Merci de répondre, je savais que la gente masculine a tendance à jeter la politesse à la poubelle mais là ! C'est le comble, grommela-t-elle exaspérée. J'ai autre chose de plus imp...

Suis-moi et je te répondrai, coupa-t-il sèchement, sans vraiment lui laisser l'occasion d'acquiescer ou non.

Le jeune homme entraîna tant bien que mal Klarysse à travers la foule d'élèves et se faufila jusqu'au sous-sol du bâtiment de leur année. Klarysse ne cessait de poser des questions auxquelles il ne répondait guère. Elle en avait lu des livres, entendu des histoires d'agressions et ne put s'empêcher de se monter à la tête toutes sortes de scénarios d'horreur où elle se retrouverait rouée de coups par son agresseur. Mais il n'en fut rien. Soudain, ils bifurquèrent sur un escalier en colimaçon très étroit. Lugubre, cet endroit… L'humidité coulait sur les murs, l'obscurité régnait et une brise fraîche fit frissonner la fille. Leurs pas résonnaient sur les pierres bleues de l'escalier, les mêmes présentes dans l'église au centre de la ville, une coïncidence troublante. Enfin arrivés au sommet de l'escalier, ils se retrouvèrent devant une porte en bois rongée par l'humidité et couverte de mousse. Sous cette mousse apparaissaient des gravures morcelées et indéchiffrables, et des inscriptions, en langue étrangère, semblables à des runes. Des spirales en fer forgé étaient clouées sur les coins et une serrure à peine solide condamnait son ouverture. Ce passage ne devait sans doute être utilisé que par ceux qui en avaient la connaissance.

Le bel inconnu me serrait toujours la main gauche, beaucoup trop fort, ce qui m'arracha un gémissement qui ne le perturba en aucun cas. Il restait impassible, d’une froideur étonnante qui ne se lisait pourtant pas sur son visage.

C'était comme s'il ne contrôlait pas sa force, une force brute émanant d’une énergie sombre.

Je lui demandai alors s'il avait la clef de cette porte sur quoi celle-ci ouvrait, et il me répondit froidement qu'il n'avait pas besoin de clef, que ce lieu lui appartenait. Il glissa sa main sur la poignée, tout en exerçant une pression. Le métal fuma aussitôt, comme si sa main était brûlante et le fer si glacial. Une décharge parcourut instantanément le long de son bras, traversa le reste de son corps et se transféra dans le mien ce qui eut l'infâme effet de me faire à nouveau frissonner. Mais ce courant qui venait de me traverser me laissa une sensation de froid et de chaud en même temps. Comme si je venais de me faire contaminer.
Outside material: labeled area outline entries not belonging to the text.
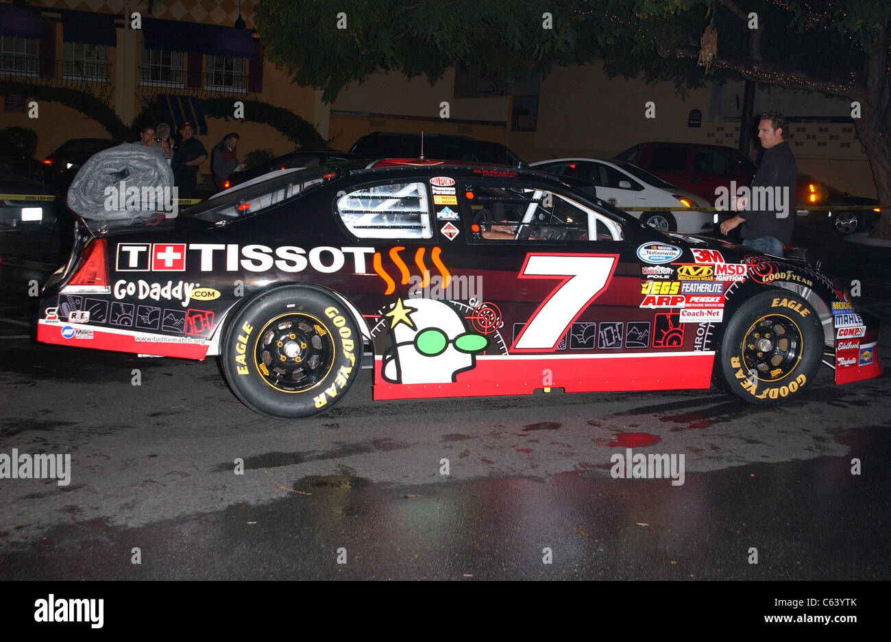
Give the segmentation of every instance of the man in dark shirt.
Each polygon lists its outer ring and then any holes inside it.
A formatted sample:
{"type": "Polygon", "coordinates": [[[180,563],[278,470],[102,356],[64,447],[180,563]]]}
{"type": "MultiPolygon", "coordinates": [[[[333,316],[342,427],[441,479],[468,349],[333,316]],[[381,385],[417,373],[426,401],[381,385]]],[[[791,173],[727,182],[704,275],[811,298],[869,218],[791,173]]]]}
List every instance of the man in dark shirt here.
{"type": "Polygon", "coordinates": [[[208,151],[194,137],[195,129],[191,122],[186,120],[179,128],[183,141],[176,148],[171,163],[174,183],[179,188],[180,198],[194,198],[198,166],[208,160],[208,151]]]}
{"type": "Polygon", "coordinates": [[[743,245],[780,257],[783,245],[792,238],[798,177],[792,150],[784,140],[788,128],[782,114],[761,114],[758,140],[764,156],[752,178],[751,205],[748,198],[735,199],[733,209],[740,213],[721,224],[723,235],[741,225],[743,245]]]}

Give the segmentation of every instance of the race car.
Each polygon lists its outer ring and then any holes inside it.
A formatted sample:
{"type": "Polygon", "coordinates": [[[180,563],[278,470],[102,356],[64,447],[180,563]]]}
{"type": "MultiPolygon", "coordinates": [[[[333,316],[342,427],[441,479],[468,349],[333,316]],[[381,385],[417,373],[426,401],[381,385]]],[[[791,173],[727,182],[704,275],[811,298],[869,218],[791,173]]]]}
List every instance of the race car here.
{"type": "Polygon", "coordinates": [[[435,160],[278,175],[147,225],[78,222],[37,340],[203,359],[272,417],[375,399],[879,376],[879,325],[803,263],[641,224],[560,177],[435,160]],[[495,228],[501,231],[496,232],[495,228]],[[507,230],[505,232],[504,230],[507,230]]]}

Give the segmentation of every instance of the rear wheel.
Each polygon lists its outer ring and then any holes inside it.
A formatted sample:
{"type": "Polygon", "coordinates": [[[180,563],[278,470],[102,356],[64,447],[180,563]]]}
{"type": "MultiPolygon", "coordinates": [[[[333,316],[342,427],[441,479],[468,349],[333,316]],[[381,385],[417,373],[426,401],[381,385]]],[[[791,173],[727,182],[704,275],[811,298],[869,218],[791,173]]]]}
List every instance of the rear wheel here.
{"type": "Polygon", "coordinates": [[[813,308],[774,288],[746,301],[721,345],[721,371],[734,394],[759,405],[795,397],[817,374],[823,331],[813,308]]]}
{"type": "Polygon", "coordinates": [[[362,366],[362,334],[322,288],[283,285],[236,311],[223,341],[223,372],[248,407],[280,419],[324,412],[362,366]]]}
{"type": "Polygon", "coordinates": [[[659,232],[674,232],[677,230],[677,221],[668,211],[644,212],[641,217],[641,222],[650,227],[655,227],[659,232]]]}

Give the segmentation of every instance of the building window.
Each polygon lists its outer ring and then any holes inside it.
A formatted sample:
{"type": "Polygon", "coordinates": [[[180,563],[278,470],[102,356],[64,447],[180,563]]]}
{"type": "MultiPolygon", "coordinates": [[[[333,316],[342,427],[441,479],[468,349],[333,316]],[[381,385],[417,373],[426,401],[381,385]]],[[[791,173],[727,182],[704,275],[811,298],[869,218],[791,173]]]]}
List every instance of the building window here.
{"type": "Polygon", "coordinates": [[[217,55],[204,58],[205,89],[242,94],[248,90],[248,77],[245,72],[248,62],[244,58],[217,55]]]}
{"type": "Polygon", "coordinates": [[[0,36],[0,70],[4,75],[37,78],[37,38],[0,36]]]}
{"type": "Polygon", "coordinates": [[[183,53],[143,49],[139,84],[143,86],[183,86],[183,53]]]}
{"type": "Polygon", "coordinates": [[[109,48],[105,45],[65,43],[62,78],[67,80],[109,79],[109,48]]]}

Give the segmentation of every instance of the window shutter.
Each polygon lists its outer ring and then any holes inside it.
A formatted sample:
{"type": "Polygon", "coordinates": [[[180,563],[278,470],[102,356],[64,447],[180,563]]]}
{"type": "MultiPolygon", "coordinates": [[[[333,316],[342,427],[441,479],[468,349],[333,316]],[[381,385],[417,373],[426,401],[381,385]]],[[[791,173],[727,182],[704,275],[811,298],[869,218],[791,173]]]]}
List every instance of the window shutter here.
{"type": "Polygon", "coordinates": [[[44,37],[40,40],[40,77],[55,78],[55,23],[44,24],[44,37]]]}
{"type": "Polygon", "coordinates": [[[263,91],[263,54],[257,54],[248,64],[248,91],[259,94],[263,91]]]}
{"type": "Polygon", "coordinates": [[[188,54],[186,55],[185,86],[190,89],[200,89],[201,82],[201,54],[188,54]]]}

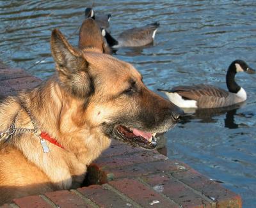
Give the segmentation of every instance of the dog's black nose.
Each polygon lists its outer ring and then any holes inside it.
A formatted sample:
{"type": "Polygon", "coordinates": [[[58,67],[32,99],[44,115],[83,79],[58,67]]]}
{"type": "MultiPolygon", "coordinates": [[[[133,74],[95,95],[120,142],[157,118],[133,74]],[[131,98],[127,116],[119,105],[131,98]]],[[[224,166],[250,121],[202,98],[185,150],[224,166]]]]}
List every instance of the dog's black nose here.
{"type": "Polygon", "coordinates": [[[174,121],[178,121],[180,117],[183,116],[183,114],[184,111],[179,108],[178,109],[176,109],[175,111],[172,112],[172,117],[174,121]]]}

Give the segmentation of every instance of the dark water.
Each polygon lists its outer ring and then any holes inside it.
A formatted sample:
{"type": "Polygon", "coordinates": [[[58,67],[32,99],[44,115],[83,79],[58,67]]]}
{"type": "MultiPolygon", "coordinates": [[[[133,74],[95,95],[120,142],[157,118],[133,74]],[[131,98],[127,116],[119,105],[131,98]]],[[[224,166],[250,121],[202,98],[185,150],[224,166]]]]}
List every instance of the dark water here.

Mon cœur se mit à battre à l'extrême, le stress m'envahissait et je crois que celui qui tenait toujours ma main le ressentit. Malgré le fait qu'il ne se retournât même pas vers moi je pressentais son regard sur le mien. Je voyais ses yeux couleur Terre de sienne se plonger dans mes iris gris, ce que j’avais apperçu en premier, c’était son regard magnifique. Instantanément, je fus arrachée de mes pensées par une nouvelle pression de sa main sur la mienne qui me signalait qu'il fallait avancer, la porte venait de céder avec des grincements perçants. Ce type était insensible ou quoi ? A la douleur, à la température, à la force… Le chemin s'offrait à nous. Lorsque je passai le pas de la porte, j’eus l'impression qu'il se fichait de moi. Nous nous trouvions dans la bibliothèque de l'école.

Ne peut-il pas faire comme tout le monde et passer par la porte d'entrée, pensai-je tout bas, mais si fort qu'il l'entendit quand bien même je n'avais prononcé aucun mot cette fois.

Je te présente la bibliothèque du lycée version revisitée ! , fanfaronna-t-il aux anges, fier de m'avoir berné.

Mais plus j'observais le décor, plus il me paraissait étranger. Paradoxal pour la fille qui fréquentait le plus ce lieu. L'agencement de la pièce était à l'identique, les étagères à leur place mais l'ambiance y était différente. Le temps y était comme suspendu dans une bulle de vide. L'atmosphère exerçait plus de pression et il était plus difficile de se déplacer dans l'air tandis que la gravité paraissait moindre.

Nous voici dans mon endroit préféré. Non, ce n'est pas une salle sur demande ou un mirage qui piège ceux qui tentent d'y entrer sans mon autorisation mais une bibliothèque privée, la jumelle de celle que tu as l'habitude de fréquenter. Ne touche à rien surtout, ces ouvrages sont précieux et très anciens. Ce sont les originaux, pas comme ceux qui figurent un étage plus haut.

Franchement, ils auraient pu s'en rendre compte que tout ce qu'ils possèdent ne sont que des copies, mais c'était sans compter sur moi !, ricana-t-il.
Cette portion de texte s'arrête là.